The hopefully bright future of innovation
Has the well of new ideas dried up? The big growth innovations – the ability to harness oil, the washing machine, the assembly line – were all one-time events. Currently, the progress that is being made in the computer industry will cause—or rather can cause, if they are allowed to—significant disruptive changes in everyone’s lives. The driverless truck would constitute a massive transformation in the transportation business. If the promises that have come out of the High-Tech sectors do come true, this will lead to one of the fastest all-around innovations for all sectors. The world before and after this technological shift would be almost incomparable. Take, for example, gene therapy. The drugs that are being developed in the current world of medicine are one size fits all. The dosage prescribed might differ from person to person, but they’re the same solution for a particular disease. By using gene therapy – a process in which you “hack” a gene and put in a virus that is injected with the correct DNA, after which that DNA will fight off the disease – would change the pharmaceutical industry from mass production to mass customization. The cure would be individualized to the person, making it more effective than anything we currently have.
Historical evidence suggests that the highest level of innovation takes place in those sectors that are the least bound by regulations. Industries such as finance or computing had very little regulation until recently. This has led, in the case of finance, to the creation of securitizations, the development of venture capitalists/private equity firms, and new financial instruments. At the beginning of the computer revolution, the entire industry had minimal regulatory boundaries. It is hard to imagine Bill Gates being able to create Microsoft if he had to deal with massive amounts of red tape. This government legislation is the reason why computer engineering is a booming industry, but nuclear engineering is not. People say they want more science, but in practice, the idea of having private companies test new ways to use nuclear energy still makes them uncomfortable.

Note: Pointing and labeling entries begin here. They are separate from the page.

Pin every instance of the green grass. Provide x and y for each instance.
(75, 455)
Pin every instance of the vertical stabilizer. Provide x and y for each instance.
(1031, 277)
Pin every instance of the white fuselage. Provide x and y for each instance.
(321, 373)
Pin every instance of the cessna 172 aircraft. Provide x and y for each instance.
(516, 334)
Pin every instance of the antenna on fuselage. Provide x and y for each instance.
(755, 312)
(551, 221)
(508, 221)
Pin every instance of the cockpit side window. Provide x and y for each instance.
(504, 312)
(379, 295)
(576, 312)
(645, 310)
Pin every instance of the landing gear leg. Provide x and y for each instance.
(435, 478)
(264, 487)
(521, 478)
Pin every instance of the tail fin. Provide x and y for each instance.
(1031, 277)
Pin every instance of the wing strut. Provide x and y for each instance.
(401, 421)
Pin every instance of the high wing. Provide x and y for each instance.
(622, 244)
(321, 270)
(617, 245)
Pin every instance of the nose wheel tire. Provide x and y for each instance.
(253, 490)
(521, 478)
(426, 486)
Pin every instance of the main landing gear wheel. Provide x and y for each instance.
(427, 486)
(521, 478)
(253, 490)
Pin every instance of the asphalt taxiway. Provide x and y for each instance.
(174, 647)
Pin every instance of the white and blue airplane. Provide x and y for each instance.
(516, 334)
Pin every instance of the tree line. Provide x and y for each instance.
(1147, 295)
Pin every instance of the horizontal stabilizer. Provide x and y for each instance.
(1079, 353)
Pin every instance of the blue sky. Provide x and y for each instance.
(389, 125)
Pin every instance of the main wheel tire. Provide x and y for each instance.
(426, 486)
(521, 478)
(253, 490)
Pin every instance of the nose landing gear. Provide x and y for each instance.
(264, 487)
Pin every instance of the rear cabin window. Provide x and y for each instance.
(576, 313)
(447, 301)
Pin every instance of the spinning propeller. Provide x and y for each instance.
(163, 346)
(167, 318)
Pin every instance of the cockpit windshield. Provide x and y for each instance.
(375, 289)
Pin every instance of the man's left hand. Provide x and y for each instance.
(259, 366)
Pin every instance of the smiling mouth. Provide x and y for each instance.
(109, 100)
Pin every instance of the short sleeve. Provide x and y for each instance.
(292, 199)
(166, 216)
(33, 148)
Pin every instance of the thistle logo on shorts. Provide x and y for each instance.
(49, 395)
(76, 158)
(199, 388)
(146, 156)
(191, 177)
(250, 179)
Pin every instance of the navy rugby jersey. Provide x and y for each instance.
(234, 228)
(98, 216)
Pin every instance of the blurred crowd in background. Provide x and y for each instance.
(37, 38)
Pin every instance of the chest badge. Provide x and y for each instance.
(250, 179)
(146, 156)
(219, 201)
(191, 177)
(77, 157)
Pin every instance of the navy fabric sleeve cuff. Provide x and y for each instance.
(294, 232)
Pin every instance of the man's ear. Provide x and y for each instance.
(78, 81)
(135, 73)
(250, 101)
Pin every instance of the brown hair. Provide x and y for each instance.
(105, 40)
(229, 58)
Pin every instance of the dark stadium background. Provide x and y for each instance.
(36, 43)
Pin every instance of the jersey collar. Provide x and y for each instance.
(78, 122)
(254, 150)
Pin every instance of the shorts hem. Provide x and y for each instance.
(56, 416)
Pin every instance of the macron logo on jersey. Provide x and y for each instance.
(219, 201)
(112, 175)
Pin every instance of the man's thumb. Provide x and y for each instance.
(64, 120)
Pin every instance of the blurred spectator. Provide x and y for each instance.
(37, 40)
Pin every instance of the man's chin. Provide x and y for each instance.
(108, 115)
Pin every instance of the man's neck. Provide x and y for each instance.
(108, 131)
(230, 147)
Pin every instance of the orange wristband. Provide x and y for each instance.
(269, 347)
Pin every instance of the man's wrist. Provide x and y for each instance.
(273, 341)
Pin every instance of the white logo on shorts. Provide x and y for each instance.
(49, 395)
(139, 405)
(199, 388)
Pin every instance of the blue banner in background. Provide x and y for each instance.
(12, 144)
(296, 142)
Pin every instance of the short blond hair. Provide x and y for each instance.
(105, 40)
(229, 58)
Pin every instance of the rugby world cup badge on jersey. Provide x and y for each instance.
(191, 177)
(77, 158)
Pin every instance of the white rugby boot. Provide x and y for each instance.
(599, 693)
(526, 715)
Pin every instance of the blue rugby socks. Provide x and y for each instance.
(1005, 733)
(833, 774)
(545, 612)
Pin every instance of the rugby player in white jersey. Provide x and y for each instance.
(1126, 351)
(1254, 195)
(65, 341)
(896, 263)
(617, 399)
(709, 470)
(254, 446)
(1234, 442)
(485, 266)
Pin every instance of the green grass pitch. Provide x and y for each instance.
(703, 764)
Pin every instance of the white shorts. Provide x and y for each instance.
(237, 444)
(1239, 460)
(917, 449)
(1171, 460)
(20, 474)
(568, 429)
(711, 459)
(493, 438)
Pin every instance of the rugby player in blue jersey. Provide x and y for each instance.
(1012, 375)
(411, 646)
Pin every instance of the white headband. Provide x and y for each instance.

There is a cost to the safety and security politicians want to legislate into industries. In the 1970s, the average cost of developing a new drug and getting it approved by the FDA was $179 million. This cost has grown to approximately $2.6 billion in the early 2010s. Not only has this increased price tag meant that fewer drugs get approved, and that drug prices have shot up, but it has also made the entire biotechnology sector unprofitable for outside investors. Without external funds, it becomes very hard for an industry to try to innovate itself. There is even a question of whether the government will allow the robotics and A.I. industries to transform the global landscape in any profound way. The positive side of this situation is that if the government is willing to loosen its regulatory grip on the industry, it might quickly lead to massive innovation throughout the entire economy.
If we believe the optimists who say humanity is close to reaching its next golden age, it is almost impossible to capture in our imagination how different the world will soon look. Our modern-day gadgets have been highly effective at distracting us from noticing how similar the world around us has stayed. We’re amazed by inventions such as online streaming that we’re too busy to acknowledge that the public transport system we use is the same outdated transport system we used a decade ago. Perhaps if people were to look up from their phones and see the world around them, this demand for innovation could finally get the push it deserves.